Los abusos sexuales al interior de la iglesia fueron la piedra en el zapato de la visita del Papa Francisco a Chile en enero de este año. Quizás su frase más polémica fue cuando se refirió al caso de Juan Barros, obispo de Osorno acusado de ser cómplice y encubridor de Fernando Karadima. “No hay una sola prueba en contra, todo es calumnia”, dijo el sumo pontífice.

Sin embargo, mientras todas las miradas estuvieron puestas en la presencia de Barros en los distintos actos de la visita papal, hubo otros hechos que pasaron desapercibidos. Así lo reveló The Clinic, al dar cuenta de una reunión entre Jorge Bergoglio y Mariano Varona, quien llegó a ser provincial de los maristas en Chile y que, tras su retiro, fue el encargado de prevenir los abusos sexuales dentro de la congregación.

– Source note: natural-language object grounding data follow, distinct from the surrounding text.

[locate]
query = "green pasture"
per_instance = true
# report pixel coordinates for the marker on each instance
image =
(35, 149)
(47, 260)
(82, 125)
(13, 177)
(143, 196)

Fue en ese rol en el que se le ha apuntado como uno de los principales encubridores de los abusadores.

Varona falleció el pasado domingo, y no se hicieron esperar las protestas de los alumnos del Instituto Alonso de Ercilla para que no se le rindieran homenajes. De hecho, los directivos decidieron finalmente no velarlo en el establecimiento, como estaba previsto.

The Clinic reveló una fotografía en la que aparece Varona estrechando manos con el Papa Francisco, mientras de fondo aparece Ivo Scapolo, Nuncio Apostólico que representa al Papa en Chile. Tras una serie de consultas de parte de ese medio, desde la nunciatura apostólica aseguraron que durante el último día de la visita papal se dio la oportunidad a distintas personas “colaboradoras y cercanas” para que se vieran con Bergoglio. “Se trató de un saludo muy breve. Entre aquellas personas se incluyó al hermano Mariano Varona en calidad de superior de la comunidad marista que reside frente a la Nunciatura”, dijeron.

Una percepción completamente distinta es la que se llevaron las víctimas de los maristas. “La foto fue tomada en la Nunciatura Apostólica, mismo lugar donde el Papa se juntó con víctimas de abusos sexuales eclesiásticos. Para nosotros es una bofetada en la cara por parte de la Iglesia Católica, que su máximo representante se ha juntado con el símil del Mamo Contreras en los maristas: un hombre que no se ensuciaba las manos. Con su muerte, Varona –igual que el Mamo- se llevó toda la información”, dijo Isaac Givovich, yerno de Joaquín Lavín que fue víctima de Adolfo Fuentes.